Immigration bill passes pivotal test to return to Senate floor
June 26, 2007
WASHINGTON (AP) – The Senate voted Tuesday to jump-start a stalled immigration measure to legalize millions of unlawful immigrants.
President Bush said the bill offered a “historic opportunity for Congress to act,” and appeared optimistic about its passage by week’s end.
The pivotal test-vote was 64-35 to revive the divisive legislation. It still faces formidable obstacles in the Senate, including bitter opposition by GOP conservatives and attempts by some waverers in both parties to revise its key elements.
Supporters needed 60 votes to scale procedural hurdles and return to the bill. A similar test-vote earlier this month found just 45 supporters, only seven of them Republicans. This time, 24 Republicans joined 39 Democrats and independent Sen. Joseph I. Lieberman of Connecticut, to back moving ahead with the bill. Opposing the move were 25 Republicans, nine Democrats and independent Sen. Bernard Sanders of Vermont.
Sen. Edward M. Kennedy, D-Mass., an architect of the bill, said he was proud of the vote, calling it “a major step forward for our national security, for our economy, and for our humanity.”
“We did the right thing today because we know the American people sent us here to act on our most urgent problems. We know they will not stand for small political factions getting in the way,” Kennedy said in a statement following the vote.

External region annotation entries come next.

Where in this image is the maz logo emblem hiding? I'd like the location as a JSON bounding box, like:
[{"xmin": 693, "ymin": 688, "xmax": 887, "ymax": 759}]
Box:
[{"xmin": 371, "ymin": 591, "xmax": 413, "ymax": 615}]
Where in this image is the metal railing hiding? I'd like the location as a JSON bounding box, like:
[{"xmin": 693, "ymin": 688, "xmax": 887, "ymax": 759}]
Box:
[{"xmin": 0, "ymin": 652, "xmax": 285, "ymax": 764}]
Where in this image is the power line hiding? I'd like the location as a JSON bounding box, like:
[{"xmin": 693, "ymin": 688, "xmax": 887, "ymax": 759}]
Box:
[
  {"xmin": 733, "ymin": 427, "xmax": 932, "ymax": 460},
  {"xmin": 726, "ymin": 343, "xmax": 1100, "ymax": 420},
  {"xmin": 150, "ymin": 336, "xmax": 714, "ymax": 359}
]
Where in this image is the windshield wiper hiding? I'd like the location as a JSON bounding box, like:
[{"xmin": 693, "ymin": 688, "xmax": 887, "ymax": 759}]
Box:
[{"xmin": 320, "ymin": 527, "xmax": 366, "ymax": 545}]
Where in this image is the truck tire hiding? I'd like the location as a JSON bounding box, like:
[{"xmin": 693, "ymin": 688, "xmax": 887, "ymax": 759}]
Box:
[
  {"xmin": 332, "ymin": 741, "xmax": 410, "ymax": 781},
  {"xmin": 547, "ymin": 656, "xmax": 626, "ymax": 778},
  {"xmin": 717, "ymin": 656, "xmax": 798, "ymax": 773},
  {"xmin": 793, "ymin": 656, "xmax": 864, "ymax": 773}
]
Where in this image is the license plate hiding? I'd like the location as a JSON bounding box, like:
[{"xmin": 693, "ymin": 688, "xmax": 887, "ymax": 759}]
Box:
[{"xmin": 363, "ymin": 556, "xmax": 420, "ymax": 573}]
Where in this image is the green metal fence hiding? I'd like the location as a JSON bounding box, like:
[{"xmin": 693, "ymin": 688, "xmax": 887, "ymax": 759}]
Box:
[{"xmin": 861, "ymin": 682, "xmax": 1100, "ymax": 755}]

Tuesday’s outcome was far from conclusive, however. The measure still must overcome another make-or-break vote as early as Thursday that will also require the backing of 60 senators. And there is no guarantee that it will ultimately attract even the simple majority it needs to pass.
The Senate was preparing to begin voting as early as Tuesday afternoon on some two dozen amendments that have the potential to either sap its support or draw new backers.
Republicans and Democrats alike are deeply conflicted over the measure, which also creates a temporary worker program, strengthens border security and institutes a new system for weeding out illegal immigrants from workplaces.
Bush has mounted an unusually personal effort to defuse Republican opposition to the bill, appearing at a Senate party lunch earlier this month and dispatching two Cabinet secretaries to take up near-constant residence on Capitol Hill to push the compromise.
He called the measure a deal worthy of support. “In a good piece of legislation like this, and a difficult piece of legislation like this, one side doesn’t get everything they want,” he told business leaders and representatives of religious, Hispanic and agricultural communities earlier Tuesday. “It’s a careful compromise.”
The vote suggested that key senators and White House officials had succeeded _ at least for now _ in bargaining with skeptical lawmakers for a second chance to pass the bill. Several senators who have been promised votes on their amendments, including Sens. Kit Bond, R-Mo., Barbara Boxer, D-Calif., Norm Coleman, R-Minn., Pete Domenici, R-N.M., John Ensign, R-Nev., and Jim Webb, D-Va., switched their votes to support moving ahead with the measure.
Still, after a chaotic several weeks in which the legislation survived several near-death experiences, it remained buffeted by intraparty squabbles.
As senators were preparing for the showdown vote Tuesday morning, House Republicans meeting privately on the other side of the Capitol were plotting to register their opposition through a party resolution. The measure never saw a vote for procedural reasons, but an attempt to kill it failed overwhelmingly, signaling deep GOP skepticism.
“It’s clear there’s a large number of the House Republicans who have serious concerns with the Senate bill,” said Rep. John Boehner, R-Ohio, the minority leader.
Several of the Republican amendments slated for upcoming Senate votes would make the bill tougher on unlawful immigrants, while those by Democrats would make it easier on those seeking to immigrate legally based solely on family ties.
Particularly worrisome to supporters, including the Bush administration, is a bipartisan amendment by Sens. Charles Grassley, R-Iowa, Barack Obama, D-Ill., and Max Baucus, D-Mont., that would change the bill’s new program for weeding out illegal employees from U.S. workplaces.